When San Antonio Budget Director Peter Zanoni decided last year to move the 2009 city budget process up a month, it was simply a courtesy to give City Council a little more time to ponder the numbers. He had no idea how crucial those extra few weeks would be. After all, recent history has been pretty kind to the City on the budget front.
Fifteen years have passed since the Council raised property taxes, yet the City has been able to boost funding for high-priority items such as police and fire departments and street improvements. This year, the City was able to add $40 million to its budget with no evident strain. This period of carefree spending was a reflection of the city’s robust economic growth, which is finally beginning to show some ill effects from a sluggish national economy.
As a result, SA will likely feel the pinch in fiscal 2009, which begins on October 1. Zanoni’s office projects a nearly $14-million budget shortfall for 2009, with a more worrisome $58-million shortfall projected for fiscal 2010. Budget projections for the following three years (which, admittedly, are based on some sketchy, long-range economic forecasts) all hover in the $60-million range.
At this point, it’s hard to see where the cuts will come. On May 13, the Council held a “budget retreat,” where council members identified their priorities for 2009. The responses were predictable. The Council wanted enhanced public safety, infrastructure, and neighborhood integrity, but it’s anyone’s guess how they plan to fund them.
“The truth is, if we have a little better economy than we have estimated — and we’ve kind of taken a dim view because of the downturn nationally — you won’t even have a shortfall at all. It’ll just go away,” says Mayor Phil Hardberger.
He says that the projected 2009 deficit could be addressed in a number of ways that would not dramatically affect the city, such as reducing additions to the City’s reserve, which currently stands at eight percent of the annual budget. Hardberger also suggests that the city could temporarily slow down its very aggressive road-maintenance program or its effort to pave local alleys.
The General Fund is the heart of the City's budget, funded by property taxes, sales taxes, CPS proceeds, and license permits. The City's 2008 budget of $2 billion allowed for $852 million in General Fund expenditures, with more than $290 million earmarked for the police department and $203 million for the fire department.
A $14-million shortfall will barely exceed one percent of this year's General Fund, but Zanoni suggests that the Council has to plan ahead for 2010 or it could be facing a major crisis a year from now.
“As we go through this budget, we’re going to be looking for things that will have a recurring impact, year two,” Zanoni says. “That’ll save us not just this year, but the year after.” Zanoni adds that preferable candidates for recurring-impact cuts would be items “that benefit a targeted population,” such as adult-recreation programs.
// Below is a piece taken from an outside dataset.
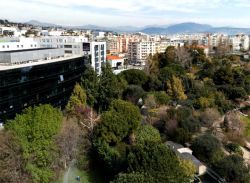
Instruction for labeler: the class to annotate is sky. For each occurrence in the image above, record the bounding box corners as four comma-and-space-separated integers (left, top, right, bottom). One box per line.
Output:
0, 0, 250, 28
Hardberger agrees that the 2010 projection “could be a more serious issue,” but says he does not foresee any tax increases for San Antonio in the near future. “The truth is, property taxes are very high,” he says. “I would not favor raising property taxes anymore in the city of San Antonio. There really is no way to go, practically, for more money, so we have to depend upon the growth of our economy to fuel any additional expenses in budgets.”
A frequently overlooked part of the budget process is the fact that while the majority of property-tax revenue goes to the City’s General Fund, a substantial portion is funneled into a Debt Service Fund, to pay off the principal and interest on city debt. This year, approximately 37 percent of property-tax revenue went into debt-service. With that in mind, an obvious solution to the projected 2009 shortfall would be to shift property-tax revenue from the Debt Service Fund to the General Fund. Only one problem: San Antonio locked itself into a $550-million bond program last year with ambitious projects such as the much-hailed Voelcker Park acquisition and development. So moving money
from debt service would be akin to plugging one hole of a leaky boat by opening another leak.
“We have looked at that in years past, but with the issuance of this recent bond program, and the fact that the Council has a desire to continue this trend for big bond programs, it’s unlikely we would shift any money from the debt-service side,”
On June 18, the budget office will make what Zanoni calls an “informational presentation” to the Council, and that’s when the hard decisions will have to be considered. From Zanoni’s perspective, however, San Antonio remains fortunate compared to the budget quandaries faced by other major
cities this year.
“Our shortfall is manageable,” he says. “In Atlanta, Georgia, they’ve had serious cuts in their budget: $80 million. Phoenix, Arizona, had some huge cuts: $70-$80 million, mid-year. They realized revenues were taking a dive early on, so they had to do mid-year reductions. But we have a pretty robust, diversified economy, so that’s helped us a lot. We do have a shortfall for the first time in several years, but it’s not that bad.” •
Fiscal Year 2008 General Fund budget priorities:
$290.1 million - Police Department
$231.9 million - Libraries, health, municipal courts, animal care, etc.